In particolare il servizio si è concentrato sul controllo dei luoghi di potenziale obiettivo delle organizzazioni criminali a ciò dedite quali stabilimenti industriali, aziende agricole, impianti fotovoltaici, tratte ferroviarie, linee elettriche, reti telefoniche e abitazioni private.
L’attività, disposta dal Comando Legione Carabinieri Puglia in collaborazione con militari specializzati dei Nuclei Operativi Ecologici per la Tutela Ambientale e dei Nuclei Ispettorati del Lavoro ha visto impegnati 1136 militari dei Comandi Provinciali di Bari, Brindisi, Foggia, Lecce e Taranto, supportati anche da un velivolo del 6° Nucleo Elicotteri Carabinieri di Bari per il monitoraggio dall’alto e unità cinofile dell’Arma.
I 284 controlli effettuati si sono concentrati su centri di raccolta e smaltimento di materiale ferroso, autodemolitori, carrozzerie e officine connesse al trattamento e riciclo di tali materiali. 5 sono state le attività dove sono state riscontrate inosservanze alle norme a tutela dell’ambiente 16 le attività dove sono stati identificati lavoratori irregolari e inosservanza alle norme poste a sicurezza dei luoghi di lavoro.

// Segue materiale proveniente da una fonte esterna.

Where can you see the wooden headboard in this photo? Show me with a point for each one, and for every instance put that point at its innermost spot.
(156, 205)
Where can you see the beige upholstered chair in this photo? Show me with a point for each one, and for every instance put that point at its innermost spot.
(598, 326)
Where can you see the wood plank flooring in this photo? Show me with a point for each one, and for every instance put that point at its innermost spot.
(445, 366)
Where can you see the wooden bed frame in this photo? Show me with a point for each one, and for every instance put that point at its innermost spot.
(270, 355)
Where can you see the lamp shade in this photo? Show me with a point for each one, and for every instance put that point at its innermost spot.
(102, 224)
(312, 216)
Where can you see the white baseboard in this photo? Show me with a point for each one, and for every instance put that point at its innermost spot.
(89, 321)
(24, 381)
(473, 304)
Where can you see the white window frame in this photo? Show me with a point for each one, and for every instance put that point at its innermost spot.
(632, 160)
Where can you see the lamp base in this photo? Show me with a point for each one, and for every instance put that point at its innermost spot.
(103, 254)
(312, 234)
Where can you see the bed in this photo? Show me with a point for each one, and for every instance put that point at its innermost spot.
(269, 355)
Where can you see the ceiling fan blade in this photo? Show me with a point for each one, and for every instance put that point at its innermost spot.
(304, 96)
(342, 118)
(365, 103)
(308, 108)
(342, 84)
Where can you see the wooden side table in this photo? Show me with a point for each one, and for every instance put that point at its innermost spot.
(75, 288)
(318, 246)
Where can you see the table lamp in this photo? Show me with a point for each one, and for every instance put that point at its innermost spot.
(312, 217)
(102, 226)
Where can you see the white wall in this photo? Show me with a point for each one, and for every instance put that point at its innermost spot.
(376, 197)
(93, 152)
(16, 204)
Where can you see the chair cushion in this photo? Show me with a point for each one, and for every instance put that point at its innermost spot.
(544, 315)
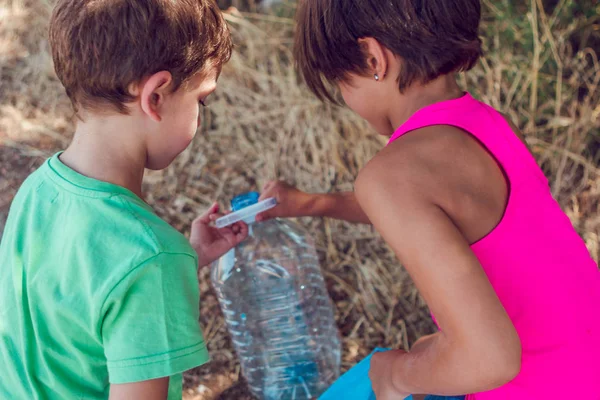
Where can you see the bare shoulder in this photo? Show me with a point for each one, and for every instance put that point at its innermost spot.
(430, 160)
(443, 166)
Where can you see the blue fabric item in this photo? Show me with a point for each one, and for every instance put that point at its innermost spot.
(356, 385)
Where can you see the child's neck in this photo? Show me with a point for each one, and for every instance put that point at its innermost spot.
(108, 149)
(418, 96)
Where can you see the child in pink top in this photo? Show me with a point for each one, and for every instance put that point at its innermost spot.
(460, 200)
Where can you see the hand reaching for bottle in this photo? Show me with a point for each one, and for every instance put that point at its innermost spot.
(291, 202)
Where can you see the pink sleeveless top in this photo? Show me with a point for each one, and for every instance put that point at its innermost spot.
(538, 265)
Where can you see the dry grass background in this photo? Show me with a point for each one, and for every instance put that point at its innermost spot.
(540, 68)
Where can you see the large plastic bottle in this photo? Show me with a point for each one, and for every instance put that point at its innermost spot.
(277, 309)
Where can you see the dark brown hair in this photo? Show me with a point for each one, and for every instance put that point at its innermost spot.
(432, 37)
(100, 47)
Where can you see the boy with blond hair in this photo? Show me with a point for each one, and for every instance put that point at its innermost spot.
(99, 295)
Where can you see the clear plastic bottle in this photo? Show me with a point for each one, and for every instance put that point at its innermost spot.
(277, 310)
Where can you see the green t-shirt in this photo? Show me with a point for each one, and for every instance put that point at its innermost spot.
(94, 289)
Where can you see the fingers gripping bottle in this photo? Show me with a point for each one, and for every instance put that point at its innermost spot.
(276, 306)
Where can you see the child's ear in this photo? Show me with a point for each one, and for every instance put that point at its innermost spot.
(153, 93)
(377, 58)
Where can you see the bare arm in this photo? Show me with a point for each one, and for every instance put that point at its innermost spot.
(295, 203)
(478, 348)
(155, 389)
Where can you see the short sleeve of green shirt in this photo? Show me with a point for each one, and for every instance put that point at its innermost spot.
(150, 325)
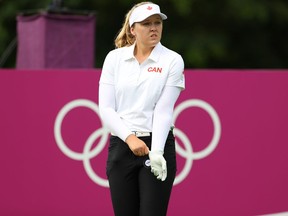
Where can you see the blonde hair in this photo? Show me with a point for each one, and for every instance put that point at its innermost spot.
(124, 37)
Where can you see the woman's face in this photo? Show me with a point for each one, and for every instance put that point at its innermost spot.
(149, 31)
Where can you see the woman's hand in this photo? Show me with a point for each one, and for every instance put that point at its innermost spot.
(137, 146)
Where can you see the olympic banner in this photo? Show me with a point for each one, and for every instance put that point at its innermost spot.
(231, 142)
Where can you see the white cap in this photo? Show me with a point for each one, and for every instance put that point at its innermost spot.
(142, 12)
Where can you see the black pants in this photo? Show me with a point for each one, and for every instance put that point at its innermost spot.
(135, 191)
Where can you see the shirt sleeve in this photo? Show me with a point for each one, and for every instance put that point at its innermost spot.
(163, 117)
(108, 69)
(176, 73)
(108, 114)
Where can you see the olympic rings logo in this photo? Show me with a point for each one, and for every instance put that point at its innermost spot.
(89, 153)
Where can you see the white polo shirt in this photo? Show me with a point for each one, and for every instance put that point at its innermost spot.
(138, 87)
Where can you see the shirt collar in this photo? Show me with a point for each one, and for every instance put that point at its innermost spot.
(154, 55)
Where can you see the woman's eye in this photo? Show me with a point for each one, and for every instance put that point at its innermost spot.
(146, 24)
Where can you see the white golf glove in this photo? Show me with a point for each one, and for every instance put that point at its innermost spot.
(158, 164)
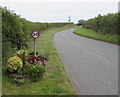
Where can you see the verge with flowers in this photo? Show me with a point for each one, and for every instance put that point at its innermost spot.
(24, 66)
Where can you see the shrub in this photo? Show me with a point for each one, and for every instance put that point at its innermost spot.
(36, 71)
(13, 64)
(107, 24)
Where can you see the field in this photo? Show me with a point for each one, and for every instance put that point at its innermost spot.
(95, 35)
(55, 80)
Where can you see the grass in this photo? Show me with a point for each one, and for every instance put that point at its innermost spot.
(55, 80)
(92, 34)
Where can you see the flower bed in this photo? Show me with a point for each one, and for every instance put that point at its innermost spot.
(24, 66)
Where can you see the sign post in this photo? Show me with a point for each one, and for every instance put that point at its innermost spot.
(35, 35)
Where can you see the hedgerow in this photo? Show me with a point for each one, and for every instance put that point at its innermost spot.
(107, 24)
(16, 31)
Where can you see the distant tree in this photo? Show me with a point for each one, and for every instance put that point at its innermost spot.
(80, 22)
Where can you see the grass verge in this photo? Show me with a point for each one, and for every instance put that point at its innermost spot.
(55, 81)
(92, 34)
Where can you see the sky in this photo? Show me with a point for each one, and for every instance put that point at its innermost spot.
(60, 10)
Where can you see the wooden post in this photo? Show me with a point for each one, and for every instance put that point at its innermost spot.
(35, 47)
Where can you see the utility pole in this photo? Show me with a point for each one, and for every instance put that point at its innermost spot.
(69, 18)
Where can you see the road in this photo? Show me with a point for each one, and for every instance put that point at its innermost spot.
(91, 64)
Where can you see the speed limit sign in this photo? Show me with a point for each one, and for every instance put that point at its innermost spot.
(35, 34)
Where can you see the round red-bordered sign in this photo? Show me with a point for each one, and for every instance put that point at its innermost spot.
(35, 34)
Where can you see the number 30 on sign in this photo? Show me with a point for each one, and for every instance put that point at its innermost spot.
(35, 34)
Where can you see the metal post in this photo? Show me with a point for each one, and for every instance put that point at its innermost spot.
(35, 47)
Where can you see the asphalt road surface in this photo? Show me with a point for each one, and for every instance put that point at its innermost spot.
(91, 64)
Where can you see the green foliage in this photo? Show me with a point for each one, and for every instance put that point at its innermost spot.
(36, 71)
(92, 34)
(13, 64)
(17, 31)
(107, 24)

A Trani un 29enne del posto è stato denunciato in stato di libertà poiché nel corso del controllo eseguito all’interno della sua ditta di autodemolizioni i militari hanno appurato l’esistenza di una illecita attività di gestione, commercializzazione, trasporto e conferimento di rifiuti pericolosi e non, in assenza di autorizzazione. Contestualmente un’area di 1500 metri quadri con rifiuti metallici ed in rame per oltre 300 metri cubi è stata sottoposta a sequestro.